Network Accounts Manager

Ethos Therapy Solutions
Onsite

About The Position

The Managed Care Contract Manager is responsible for overseeing the negotiation, implementation, and management of managed care contracts between the organization and various healthcare payers. This role requires a strong understanding of healthcare reimbursement models, contract negotiation strategies, and excellent communication and analytical skills.
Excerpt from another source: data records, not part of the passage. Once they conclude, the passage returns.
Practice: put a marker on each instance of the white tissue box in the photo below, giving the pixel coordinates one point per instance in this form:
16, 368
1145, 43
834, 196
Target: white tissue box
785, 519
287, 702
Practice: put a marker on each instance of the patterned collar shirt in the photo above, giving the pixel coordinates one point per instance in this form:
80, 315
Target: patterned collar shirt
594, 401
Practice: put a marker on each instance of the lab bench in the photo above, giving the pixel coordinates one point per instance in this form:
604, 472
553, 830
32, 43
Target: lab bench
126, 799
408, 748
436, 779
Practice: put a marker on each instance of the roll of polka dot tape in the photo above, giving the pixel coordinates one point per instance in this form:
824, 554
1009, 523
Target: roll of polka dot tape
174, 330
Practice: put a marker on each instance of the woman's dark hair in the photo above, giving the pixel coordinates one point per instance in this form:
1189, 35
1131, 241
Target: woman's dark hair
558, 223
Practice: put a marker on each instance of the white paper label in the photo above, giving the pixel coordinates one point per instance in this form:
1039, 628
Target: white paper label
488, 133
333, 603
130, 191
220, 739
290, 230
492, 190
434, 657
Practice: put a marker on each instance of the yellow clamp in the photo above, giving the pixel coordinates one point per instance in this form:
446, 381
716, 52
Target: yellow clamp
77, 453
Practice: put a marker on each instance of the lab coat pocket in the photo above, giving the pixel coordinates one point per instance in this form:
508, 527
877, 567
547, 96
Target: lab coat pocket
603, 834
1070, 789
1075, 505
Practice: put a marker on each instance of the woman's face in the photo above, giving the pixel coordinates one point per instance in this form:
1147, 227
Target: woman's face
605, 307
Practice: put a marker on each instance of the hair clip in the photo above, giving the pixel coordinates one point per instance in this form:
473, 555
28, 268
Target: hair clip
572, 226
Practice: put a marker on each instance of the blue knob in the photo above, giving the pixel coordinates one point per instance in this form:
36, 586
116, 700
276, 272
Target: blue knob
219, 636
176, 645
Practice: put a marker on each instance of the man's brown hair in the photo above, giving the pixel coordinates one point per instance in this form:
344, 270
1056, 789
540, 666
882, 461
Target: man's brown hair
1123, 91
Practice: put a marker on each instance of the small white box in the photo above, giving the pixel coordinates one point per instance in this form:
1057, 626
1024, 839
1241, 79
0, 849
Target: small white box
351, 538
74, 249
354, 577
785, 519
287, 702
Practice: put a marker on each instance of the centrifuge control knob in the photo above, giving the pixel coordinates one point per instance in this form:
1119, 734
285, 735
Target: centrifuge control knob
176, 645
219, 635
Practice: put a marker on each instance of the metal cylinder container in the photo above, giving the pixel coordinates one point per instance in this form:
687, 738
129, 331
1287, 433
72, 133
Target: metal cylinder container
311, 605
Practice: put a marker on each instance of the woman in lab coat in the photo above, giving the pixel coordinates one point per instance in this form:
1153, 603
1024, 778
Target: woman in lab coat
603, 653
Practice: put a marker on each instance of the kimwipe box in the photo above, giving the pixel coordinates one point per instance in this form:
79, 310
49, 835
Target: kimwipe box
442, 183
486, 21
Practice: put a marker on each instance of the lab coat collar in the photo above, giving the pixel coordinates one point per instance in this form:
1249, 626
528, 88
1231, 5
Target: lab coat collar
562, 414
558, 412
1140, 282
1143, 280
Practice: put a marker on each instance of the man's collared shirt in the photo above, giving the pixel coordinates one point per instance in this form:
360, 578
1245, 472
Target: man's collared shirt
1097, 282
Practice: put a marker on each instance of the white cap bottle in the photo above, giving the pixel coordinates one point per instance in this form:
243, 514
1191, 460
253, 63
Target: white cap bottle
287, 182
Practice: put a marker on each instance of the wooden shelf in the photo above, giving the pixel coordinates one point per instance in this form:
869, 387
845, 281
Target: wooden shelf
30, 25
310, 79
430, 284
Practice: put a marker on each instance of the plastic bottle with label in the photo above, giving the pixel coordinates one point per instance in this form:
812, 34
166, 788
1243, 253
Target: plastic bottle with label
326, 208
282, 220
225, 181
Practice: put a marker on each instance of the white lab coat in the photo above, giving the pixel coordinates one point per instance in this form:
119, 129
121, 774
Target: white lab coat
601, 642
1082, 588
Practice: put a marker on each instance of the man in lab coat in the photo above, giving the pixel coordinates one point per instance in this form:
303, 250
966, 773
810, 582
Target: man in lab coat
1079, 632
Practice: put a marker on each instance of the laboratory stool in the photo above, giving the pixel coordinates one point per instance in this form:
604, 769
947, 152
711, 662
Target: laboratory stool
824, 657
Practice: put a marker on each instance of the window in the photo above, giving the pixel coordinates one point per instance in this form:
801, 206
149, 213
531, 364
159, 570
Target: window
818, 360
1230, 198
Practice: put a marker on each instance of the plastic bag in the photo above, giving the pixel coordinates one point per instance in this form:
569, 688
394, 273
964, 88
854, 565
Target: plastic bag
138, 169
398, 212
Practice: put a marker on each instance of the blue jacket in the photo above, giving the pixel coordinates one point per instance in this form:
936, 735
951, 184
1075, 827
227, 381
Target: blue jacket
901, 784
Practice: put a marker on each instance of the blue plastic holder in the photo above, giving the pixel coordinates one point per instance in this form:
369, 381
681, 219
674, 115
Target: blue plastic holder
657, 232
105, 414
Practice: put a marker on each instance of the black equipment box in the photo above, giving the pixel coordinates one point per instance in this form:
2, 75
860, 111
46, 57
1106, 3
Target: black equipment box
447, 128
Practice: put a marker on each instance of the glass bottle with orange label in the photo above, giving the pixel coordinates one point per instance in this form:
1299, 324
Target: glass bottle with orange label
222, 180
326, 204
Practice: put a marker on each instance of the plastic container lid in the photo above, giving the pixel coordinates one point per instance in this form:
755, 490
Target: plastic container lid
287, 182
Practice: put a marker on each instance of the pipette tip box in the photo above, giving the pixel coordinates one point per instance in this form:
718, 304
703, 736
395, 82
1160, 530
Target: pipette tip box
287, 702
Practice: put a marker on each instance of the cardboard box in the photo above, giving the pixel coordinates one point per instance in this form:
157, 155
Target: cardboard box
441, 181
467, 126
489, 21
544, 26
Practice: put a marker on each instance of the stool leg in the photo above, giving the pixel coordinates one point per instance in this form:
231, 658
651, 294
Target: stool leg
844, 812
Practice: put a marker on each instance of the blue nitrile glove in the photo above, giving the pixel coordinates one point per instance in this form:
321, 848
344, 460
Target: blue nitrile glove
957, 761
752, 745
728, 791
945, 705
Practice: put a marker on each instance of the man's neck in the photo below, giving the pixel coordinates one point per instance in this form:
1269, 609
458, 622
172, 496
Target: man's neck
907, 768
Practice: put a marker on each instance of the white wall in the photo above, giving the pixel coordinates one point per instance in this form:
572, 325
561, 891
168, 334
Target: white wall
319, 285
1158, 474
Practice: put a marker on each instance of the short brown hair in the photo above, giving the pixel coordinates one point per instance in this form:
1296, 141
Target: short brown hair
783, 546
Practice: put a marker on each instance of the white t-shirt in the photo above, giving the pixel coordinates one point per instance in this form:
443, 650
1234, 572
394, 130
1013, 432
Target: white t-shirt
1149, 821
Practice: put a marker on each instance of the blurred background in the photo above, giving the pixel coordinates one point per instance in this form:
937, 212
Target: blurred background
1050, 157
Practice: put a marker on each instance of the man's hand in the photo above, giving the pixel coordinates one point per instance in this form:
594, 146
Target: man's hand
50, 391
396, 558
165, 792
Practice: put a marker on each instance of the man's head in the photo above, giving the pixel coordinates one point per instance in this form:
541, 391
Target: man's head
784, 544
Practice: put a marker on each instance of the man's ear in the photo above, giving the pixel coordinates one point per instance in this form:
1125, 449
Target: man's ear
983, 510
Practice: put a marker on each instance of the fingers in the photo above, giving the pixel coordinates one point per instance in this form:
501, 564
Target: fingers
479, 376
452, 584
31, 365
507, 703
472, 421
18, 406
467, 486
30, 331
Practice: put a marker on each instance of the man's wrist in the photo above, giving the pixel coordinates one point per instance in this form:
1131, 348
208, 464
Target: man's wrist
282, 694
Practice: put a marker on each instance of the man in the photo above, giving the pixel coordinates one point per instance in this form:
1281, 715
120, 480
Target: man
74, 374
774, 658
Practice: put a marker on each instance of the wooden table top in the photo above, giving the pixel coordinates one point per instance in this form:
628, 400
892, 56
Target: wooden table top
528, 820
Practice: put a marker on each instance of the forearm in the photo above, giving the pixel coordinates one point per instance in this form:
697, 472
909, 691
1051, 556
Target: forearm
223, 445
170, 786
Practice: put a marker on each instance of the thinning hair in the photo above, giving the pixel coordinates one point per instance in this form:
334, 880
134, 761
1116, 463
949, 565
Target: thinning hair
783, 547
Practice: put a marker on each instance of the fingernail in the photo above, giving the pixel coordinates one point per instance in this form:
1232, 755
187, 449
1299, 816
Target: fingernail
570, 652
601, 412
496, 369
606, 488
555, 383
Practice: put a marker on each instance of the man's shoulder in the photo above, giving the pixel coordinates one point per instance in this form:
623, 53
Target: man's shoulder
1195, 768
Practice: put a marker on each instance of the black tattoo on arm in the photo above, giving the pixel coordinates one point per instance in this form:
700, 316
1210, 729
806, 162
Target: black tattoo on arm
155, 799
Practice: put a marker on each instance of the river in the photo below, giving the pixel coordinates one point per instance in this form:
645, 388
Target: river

The Managed Care Contract Manager works closely with internal stakeholders, including executive leadership, finance, legal, and operations, to ensure favorable contract terms and optimize revenue generation for the organization.

Requirements

  • Bachelor's degree in healthcare administration, business, finance, or related field (Master's degree preferred).
  • Minimum of 5 years of experience in managed care contracting, reimbursement, or related roles within the healthcare industry.
  • Strong knowledge of healthcare reimbursement models, payer contracting strategies, and payment methodologies.
  • Excellent negotiation skills and ability to influence and build collaborative relationships with external stakeholders.
  • Proficient in data analysis and financial modeling, with strong attention to detail and accuracy.
  • Solid understanding of healthcare regulations, compliance requirements, and industry trends.
  • Excellent communication skills, both written and verbal, with the ability to present complex information to diverse audiences.
  • Strong organizational skills and ability to manage multiple projects and deadlines effectively.
  • Proficiency in using contract management software, databases, and Microsoft Office Suite.

Nice To Haves

  • Master's degree preferred

Responsibilities

  • Identify, develop and negotiate managed care contracts with healthcare payers, including health insurance companies, managed care organizations, and government payers.
  • Analyze proposed contract terms and reimbursement rates to ensure alignment with organizational goals and financial objectives.
  • Collaborate with executive leadership, finance, legal, and operational teams to review and approve contract terms and conditions.
  • Manage contract renewals, amendments, and terminations in a timely and efficient manner.
  • Monitor and analyze reimbursement rates, fee schedules, and payment methodologies to identify areas for improvement and revenue optimization.
  • Conduct financial analyses to assess the impact of proposed contract changes or new reimbursement models.
  • Evaluate and negotiate reimbursement rate increases or alternative payment models based on market trends and organizational performance.
  • Establish and maintain strong relationships with payer representatives, including provider relations and contracting teams.
  • Serve as the primary point of contact for payer inquiries, dispute resolution, and issue escalation.
  • Collaborate with internal departments to address and resolve contract-related operational and reimbursement issues.
  • Stay abreast of industry trends, regulatory changes, and government healthcare programs (e.g., Medicare, Medicaid) to ensure compliance with applicable regulations.
  • Monitor contract compliance, track performance metrics, and address any discrepancies or non-compliant activities.
  • Implement and maintain processes and systems to ensure accurate contract documentation and tracking.
  • Utilize contract management software, databases, and analytical tools to track and report on contract performance, reimbursement trends, and financial impact.
  • Prepare regular reports and presentations for internal stakeholders, including executive leadership, finance, and operational teams.